[Nfd-dev] Clarification of 'repo' definition

Sat Sep 10 14:57:47 PDT 2016

On Sep 8, 2016, at 7:18 AM, Burke, Jeff <jburke at remap.ucla.edu<mailto:jburke at remap.ucla.edu>> wrote:

Hi,

(Sorry for these messages all at once, and let me know if this should go to ndn-interest.)

Through an earlier conversation with Lixia this week, I realized that the definition / expectations of a ‘repo’ may be more specific than I previously understood.  In particular, she mentioned that repos storing and registering the same namespace should (eventually) have the same data for that namespace, presumably via sync.

I'll start by saying that this is all researchy: we are walking into a new territory that we are yet to fully explore.
So what I said, before or here, is just to share ideas with others.

[jb] Yes, of course. :)

It is easy to see why a desire of all repos for the same name prefix being sync'ed up: an interest for that prefix may be forwarded to any of the repos, if all repos have the same data, anyone can answer it; otherwise routers have to handle NACKs and reroute the interest to try other repos.

[jb] Right, but this is a forwarding-centric view. If I am an app that has some (sparse) knowledge of a namespace, perhaps I just want to make it available to the network, without having to worry about forwarding?  I thought we are not supposed to have to think about forwarding! (At least this is what I get told when I ask about publisher mobility... What about a mobile repo? :)

A few related questions:

1) Is this attempt at eventual consistency of what’s stored for a given namespace a requirement to be called a ‘repo’?

see the above explanation.
I wont call it a requirement, but desirable for performance concerns.

[jb] As I alluded to above, I am having trouble reconciling this with the “share what you know” approach of sync-based communication.  If I am a repo storing the thousand most popular netflix titles for the local geographic region (persistently, for a month, let’s say), do I register a thousand prefixes, or do I need a namespace for popular content (hope not), or knowledge of other names to NACK the content I don’t have?  I’m just not sure of the implications of what it means to know about all content for a prefix you are, as a repo, publishing...  So I am wondering still if I’m missing a connotation of exactly what a repo is vs. some other publisher.

2) Practically, if such sync is ultimately required behavior for a repo, will/should repo-ng itself incorporate some basic synchronization features?

as I mentioned, there was a piece of work done on repo sync 2 years back (but I dont know its implementation status)

[jb] Yes, I remember this somewhat too.  But it seems that 1) persistent storage is fundamental to apps; 2) interaction with storage happens near/right above the network layer in the case of repo; and 3) there are some performance and conceptual concerns with providing consistency between nodes providing storage in the same namespace, so this should be important to support?  (Or, at least to we need to inform users of the existing repo-ng the probably trajectory of development that is expected but not happening yet, in the repo documentation on the wiki?

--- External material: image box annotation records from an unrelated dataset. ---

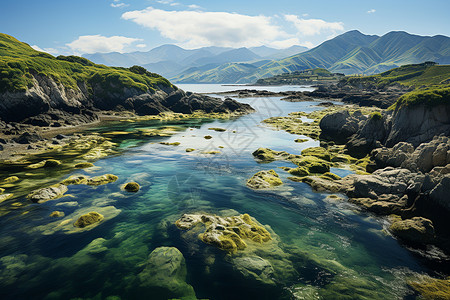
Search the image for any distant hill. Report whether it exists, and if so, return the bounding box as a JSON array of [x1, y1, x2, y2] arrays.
[[339, 62, 450, 88], [172, 30, 450, 83], [83, 44, 307, 77]]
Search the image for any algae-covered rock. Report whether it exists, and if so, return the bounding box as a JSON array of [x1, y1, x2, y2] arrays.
[[0, 194, 14, 203], [202, 150, 222, 154], [408, 275, 450, 300], [302, 147, 331, 161], [247, 170, 283, 190], [160, 142, 181, 146], [123, 182, 140, 193], [175, 214, 271, 253], [320, 172, 341, 180], [50, 210, 65, 218], [138, 247, 196, 299], [252, 148, 292, 161], [75, 162, 94, 169], [389, 217, 435, 243], [61, 175, 89, 185], [232, 255, 275, 285], [288, 167, 309, 177], [208, 127, 227, 132], [27, 184, 68, 203], [26, 159, 61, 169], [2, 176, 19, 184], [294, 139, 309, 143], [292, 156, 330, 173], [86, 174, 119, 186], [73, 211, 104, 228]]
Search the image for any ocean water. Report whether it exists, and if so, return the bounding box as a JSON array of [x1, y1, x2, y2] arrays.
[[0, 85, 429, 299]]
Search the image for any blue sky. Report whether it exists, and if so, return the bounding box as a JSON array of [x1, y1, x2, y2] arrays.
[[0, 0, 450, 54]]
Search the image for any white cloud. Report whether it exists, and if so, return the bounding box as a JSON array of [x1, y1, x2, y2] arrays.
[[66, 34, 142, 54], [111, 3, 130, 8], [31, 45, 59, 56], [31, 45, 45, 52], [122, 7, 290, 48], [188, 4, 202, 9], [284, 15, 344, 36]]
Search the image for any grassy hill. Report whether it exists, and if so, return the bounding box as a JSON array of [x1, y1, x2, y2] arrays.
[[173, 30, 450, 83], [0, 33, 172, 92], [256, 68, 344, 85], [340, 63, 450, 88]]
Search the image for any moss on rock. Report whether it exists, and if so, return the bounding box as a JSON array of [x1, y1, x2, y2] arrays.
[[123, 182, 140, 193], [302, 147, 331, 161], [75, 162, 94, 169], [73, 211, 104, 228], [247, 170, 283, 190], [86, 174, 119, 186], [175, 214, 272, 254]]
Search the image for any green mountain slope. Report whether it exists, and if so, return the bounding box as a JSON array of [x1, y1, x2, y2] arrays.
[[0, 34, 172, 92], [174, 30, 450, 83]]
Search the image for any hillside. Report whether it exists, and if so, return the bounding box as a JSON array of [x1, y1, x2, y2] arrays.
[[174, 30, 450, 83], [0, 34, 250, 128], [256, 68, 344, 85], [340, 62, 450, 88]]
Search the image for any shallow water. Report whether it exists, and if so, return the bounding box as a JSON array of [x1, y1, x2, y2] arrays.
[[0, 85, 427, 299]]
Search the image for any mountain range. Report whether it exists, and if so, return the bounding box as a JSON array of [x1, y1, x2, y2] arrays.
[[83, 44, 308, 77]]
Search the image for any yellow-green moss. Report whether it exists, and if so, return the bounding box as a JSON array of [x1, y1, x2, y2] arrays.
[[123, 182, 141, 193], [73, 211, 104, 228], [408, 276, 450, 300], [75, 162, 94, 169]]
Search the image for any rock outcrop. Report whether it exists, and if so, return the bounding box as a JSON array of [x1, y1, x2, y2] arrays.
[[138, 247, 197, 299]]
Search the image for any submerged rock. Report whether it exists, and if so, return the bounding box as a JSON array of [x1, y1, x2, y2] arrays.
[[86, 174, 119, 186], [2, 176, 19, 183], [247, 170, 283, 190], [50, 210, 65, 218], [73, 211, 104, 228], [408, 275, 450, 300], [389, 217, 435, 244], [75, 162, 94, 169], [175, 214, 271, 253], [27, 184, 68, 203], [232, 255, 275, 285], [0, 194, 14, 203], [123, 182, 140, 193], [138, 247, 196, 299]]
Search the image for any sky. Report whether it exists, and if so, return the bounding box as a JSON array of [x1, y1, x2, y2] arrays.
[[0, 0, 450, 55]]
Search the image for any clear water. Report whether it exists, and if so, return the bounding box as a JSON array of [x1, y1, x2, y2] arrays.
[[0, 85, 427, 299]]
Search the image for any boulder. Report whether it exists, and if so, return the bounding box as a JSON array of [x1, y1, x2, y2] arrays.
[[319, 110, 366, 140], [138, 247, 196, 299], [247, 170, 283, 190], [27, 184, 68, 203], [389, 217, 435, 244], [73, 211, 104, 228], [123, 182, 140, 193], [232, 255, 275, 286]]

I think this type of getting our implicit plans out there is important to supporting community effort.)

3) Does opportunistic caching behavior (without sync) mean that the storage is not a ‘repo’?

My own view: no.
my explanation to others:
- caching: opportunistic
- (managed) repo: managed storage

 [jb] Ok. (I will go back to the chilled water example, though... what about a publisher that naturally only has knowledge of part of a tree..?  Is that not really a repo if it’s knowledge isn’t complete for the branch it stores? What about if it doesn’t store depth all the way down)

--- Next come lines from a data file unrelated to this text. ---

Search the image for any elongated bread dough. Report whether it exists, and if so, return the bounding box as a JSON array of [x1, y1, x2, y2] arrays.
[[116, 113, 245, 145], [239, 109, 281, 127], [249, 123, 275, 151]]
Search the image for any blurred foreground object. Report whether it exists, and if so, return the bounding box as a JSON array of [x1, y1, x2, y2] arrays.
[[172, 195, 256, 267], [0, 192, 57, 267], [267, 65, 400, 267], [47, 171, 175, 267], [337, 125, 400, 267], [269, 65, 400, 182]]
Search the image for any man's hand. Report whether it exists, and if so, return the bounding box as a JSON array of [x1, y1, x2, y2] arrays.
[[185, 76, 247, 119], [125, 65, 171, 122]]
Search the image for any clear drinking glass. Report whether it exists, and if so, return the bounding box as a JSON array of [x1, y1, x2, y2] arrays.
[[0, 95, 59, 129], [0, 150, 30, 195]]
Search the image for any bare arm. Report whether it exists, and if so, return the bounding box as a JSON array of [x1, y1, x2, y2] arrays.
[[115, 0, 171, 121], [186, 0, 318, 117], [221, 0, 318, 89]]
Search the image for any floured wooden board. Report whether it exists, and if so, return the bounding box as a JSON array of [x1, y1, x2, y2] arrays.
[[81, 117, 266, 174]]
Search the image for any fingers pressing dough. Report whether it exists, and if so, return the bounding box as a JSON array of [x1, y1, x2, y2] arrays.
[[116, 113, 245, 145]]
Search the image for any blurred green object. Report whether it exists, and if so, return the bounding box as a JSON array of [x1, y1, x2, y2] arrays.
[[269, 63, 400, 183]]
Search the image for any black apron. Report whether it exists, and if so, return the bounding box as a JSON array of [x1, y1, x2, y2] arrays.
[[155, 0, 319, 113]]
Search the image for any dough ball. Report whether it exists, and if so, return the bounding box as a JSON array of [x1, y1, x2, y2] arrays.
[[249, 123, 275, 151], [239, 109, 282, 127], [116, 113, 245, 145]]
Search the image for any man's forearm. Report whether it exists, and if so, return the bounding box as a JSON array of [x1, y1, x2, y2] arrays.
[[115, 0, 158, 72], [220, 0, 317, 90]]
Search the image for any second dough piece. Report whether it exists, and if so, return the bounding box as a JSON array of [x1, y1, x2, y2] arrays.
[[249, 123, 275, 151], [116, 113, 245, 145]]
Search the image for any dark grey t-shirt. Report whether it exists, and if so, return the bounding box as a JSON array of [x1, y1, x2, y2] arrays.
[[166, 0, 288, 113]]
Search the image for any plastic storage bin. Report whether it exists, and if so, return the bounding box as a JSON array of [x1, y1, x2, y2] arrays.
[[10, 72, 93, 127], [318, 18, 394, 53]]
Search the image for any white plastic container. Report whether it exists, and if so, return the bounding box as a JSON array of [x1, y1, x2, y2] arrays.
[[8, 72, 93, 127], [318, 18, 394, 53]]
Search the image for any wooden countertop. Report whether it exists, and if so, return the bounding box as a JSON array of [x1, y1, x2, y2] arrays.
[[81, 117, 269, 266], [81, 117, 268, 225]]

4) Would, for example, network-attached storage that stores everything for a prefix but only up to a given depth in the tree not qualify as a repo?

everything is attached to the network :)
so I am not sure what "network-attached storage" really means.

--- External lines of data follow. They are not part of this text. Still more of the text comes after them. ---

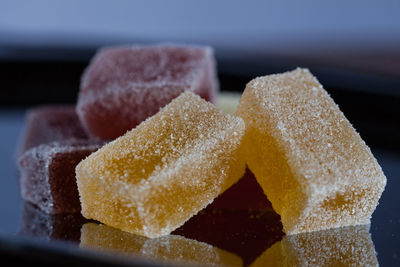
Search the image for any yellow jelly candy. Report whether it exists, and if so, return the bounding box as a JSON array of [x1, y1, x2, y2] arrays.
[[80, 223, 243, 266], [76, 92, 245, 238], [236, 68, 386, 234], [217, 92, 241, 114]]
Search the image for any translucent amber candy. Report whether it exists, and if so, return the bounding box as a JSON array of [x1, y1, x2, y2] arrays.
[[236, 69, 386, 234], [76, 92, 245, 237], [80, 223, 239, 266], [250, 225, 379, 267]]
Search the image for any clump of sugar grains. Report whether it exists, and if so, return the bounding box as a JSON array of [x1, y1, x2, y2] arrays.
[[236, 68, 386, 234], [77, 44, 218, 140], [76, 92, 245, 237]]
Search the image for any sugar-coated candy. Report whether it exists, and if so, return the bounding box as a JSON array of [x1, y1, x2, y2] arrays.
[[217, 92, 241, 114], [18, 201, 87, 243], [236, 68, 386, 234], [80, 223, 243, 266], [18, 140, 101, 214], [17, 105, 88, 157], [250, 225, 379, 267], [77, 45, 218, 139], [76, 92, 245, 238]]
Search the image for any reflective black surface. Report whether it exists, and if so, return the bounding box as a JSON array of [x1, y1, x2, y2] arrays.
[[0, 70, 400, 266]]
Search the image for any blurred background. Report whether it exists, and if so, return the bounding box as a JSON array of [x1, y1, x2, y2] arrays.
[[0, 0, 400, 266], [0, 0, 400, 147]]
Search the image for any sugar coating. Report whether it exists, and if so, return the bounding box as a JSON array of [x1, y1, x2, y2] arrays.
[[77, 45, 218, 139], [76, 92, 245, 237], [80, 223, 243, 266], [236, 68, 386, 234], [18, 140, 102, 214], [217, 92, 241, 114], [250, 225, 379, 267], [17, 105, 88, 157]]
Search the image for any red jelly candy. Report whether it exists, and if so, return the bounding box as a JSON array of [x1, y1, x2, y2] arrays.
[[18, 106, 103, 214], [18, 140, 100, 214], [17, 105, 88, 157], [77, 45, 218, 140]]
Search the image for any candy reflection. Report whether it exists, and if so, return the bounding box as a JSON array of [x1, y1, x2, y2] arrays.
[[80, 223, 243, 266], [18, 202, 87, 242], [251, 225, 378, 266]]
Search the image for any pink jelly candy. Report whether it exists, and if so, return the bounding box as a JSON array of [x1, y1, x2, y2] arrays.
[[77, 45, 218, 140], [17, 105, 88, 157], [18, 106, 103, 214]]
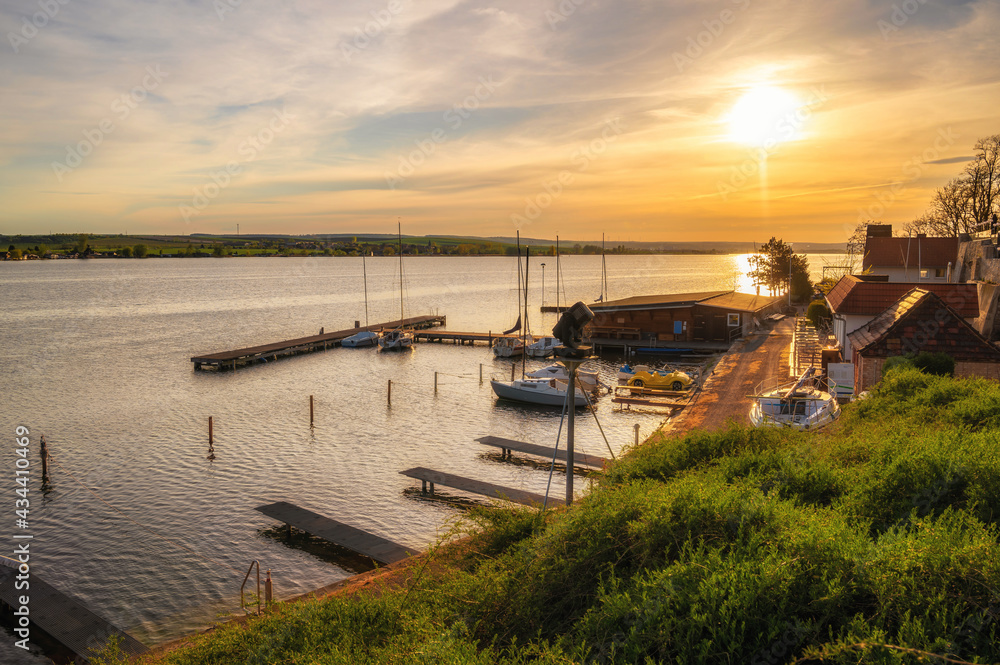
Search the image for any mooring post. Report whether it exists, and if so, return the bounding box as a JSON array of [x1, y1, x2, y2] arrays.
[[264, 569, 274, 607], [39, 434, 49, 483]]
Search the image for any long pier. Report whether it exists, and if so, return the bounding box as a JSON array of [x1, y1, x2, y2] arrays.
[[400, 466, 545, 506], [254, 501, 420, 564], [191, 316, 447, 370], [0, 557, 149, 662], [476, 436, 608, 469]]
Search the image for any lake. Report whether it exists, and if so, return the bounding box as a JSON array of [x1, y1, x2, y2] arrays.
[[0, 256, 836, 663]]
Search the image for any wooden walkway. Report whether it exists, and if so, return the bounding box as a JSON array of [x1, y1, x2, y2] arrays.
[[0, 558, 149, 659], [476, 436, 608, 469], [413, 330, 517, 346], [254, 501, 420, 564], [400, 466, 545, 506], [191, 316, 447, 370]]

 [jb] Sorry, the adjective probably wasn’t that relevant.  :)

if your question is "what if a managed repo for a name prefix only contains incomplete data under that prefix" -- that still works, and *may* even work OK if one understands the traffic patterns so that most of the Interests forwarded to that repo can be satisfied, without having to zigzagging to other places seeking for data.

 [jb] Not sure I understand who the “one” is and how they control Interest forwarding?  I’m trying to think in terms of scenarios where app developers don’t really have the ability to manage network forwarding any more than they do today. (Yes, of course, some people deploying large apps control their network infrastructure to that level of detail but many don’t.)

5) Or, for example, in the BMS case, if I use a repo to store all of the electrical current samples for the UCLA campus, but not chilled water, it will have only have some of the tree for the campus bms prefix.  Is the storage not a repo?  Should it not be registering the root bms prefix?   Should I have / what do I call storage that is filling in part of the tree but don’t need to or can’t store all of it?

1/ if chilled water has its own prefix announcement, maybe one can find a way to attract all interests for chilled water data to the place for chilled water.

 [jb] Yes, I think I understand that approach, but that’s not really the deployment that I’m thinking of... the scenario I have in mind is this.

Two buildings, with data described like this:

/building-1/electrical/power/<time>
which aggregates
/building-1/room-7/electrical/power/<time>
  /building-1/room-8/electrical/power/<time>

   but there is also
   /building-1/hvac/chilled_water_in/<time>
  etc.

then, let’s say we want a root level repo that stores electrical data but not HVAC.   It provides some secondary advantage by being “close” to some processes that want to run analytics on all of the electrical data but don’t care about anything else.  It’s also run by the electrical folks and they don’t want to worry about anyone else’s data being in their system.    It also provides persistence or access scalability for that electrical data beyond what can be offered by the panels in the field.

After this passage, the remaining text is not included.